And how in the world do you separate specified risk material (the brains and spine) from a decaying mass of rotting flesh?
Answer: You can’t!
You can just kiss the idea of BSE-free meat meal goodbye.
Scary!
Now I don’t feel so guilty about calling the rendering industry a “freak show” in the PetMD article:
“Federal inspectors rarely, if ever, visit rendering plants or, for that matter, pet food manufacturers, so I doubt much will change in that department (I don’t recall the statistics offhand, but it’s pretty dismal). We already know that the rendering industry is a freak show that has been allowed to function with impunity for nearly a century, and as that is where most meat destined to be pet food is sourced from, the consumer will not notice any change in that regard. It’s pretty hard to make something so putrid worse than it already is. And as Susan will tell you, compliance policies allow for equally putrid ingredients in pet food.”

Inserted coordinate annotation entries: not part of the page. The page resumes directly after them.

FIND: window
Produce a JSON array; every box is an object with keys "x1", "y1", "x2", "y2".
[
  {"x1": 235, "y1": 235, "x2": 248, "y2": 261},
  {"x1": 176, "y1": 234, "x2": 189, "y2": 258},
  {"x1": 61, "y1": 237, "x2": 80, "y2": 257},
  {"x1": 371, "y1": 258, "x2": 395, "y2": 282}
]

http://www.petmd.com/blogs/thedailyvet/pmahaney/2013/oct/how-government-shutdowns-affect-both-pet-and-human-health#.UmqgkCcUbh4.
Peter
October 26, 2013 at 7:25 am
The term “specified risk materials” is an important one, that and the issue you raise about the impossibility of separating them is one that consumers simply have no awareness of. Neither do they realize that FDA compliance policies allow the rules that they THINK are in place to protect the public to be skirted… every day. I agree: a picture of the corpses would have been jarring.
Nina Wolf
October 25, 2013 at 12:48 pm
I’m ILL.
Craig Caughlin
October 25, 2013 at 1:09 pm
Susan,
I LIVE in Sacramento, read the article you’re referring to and then wrote the following to the journalist who wrote the article –
“Tony,
I liked your article but I think there’s either a different facet that could have been included, or better yet, an article of it’s own – what happens to all of the dogs and cats that are euthanized???
The answer is that they also end up in pet food!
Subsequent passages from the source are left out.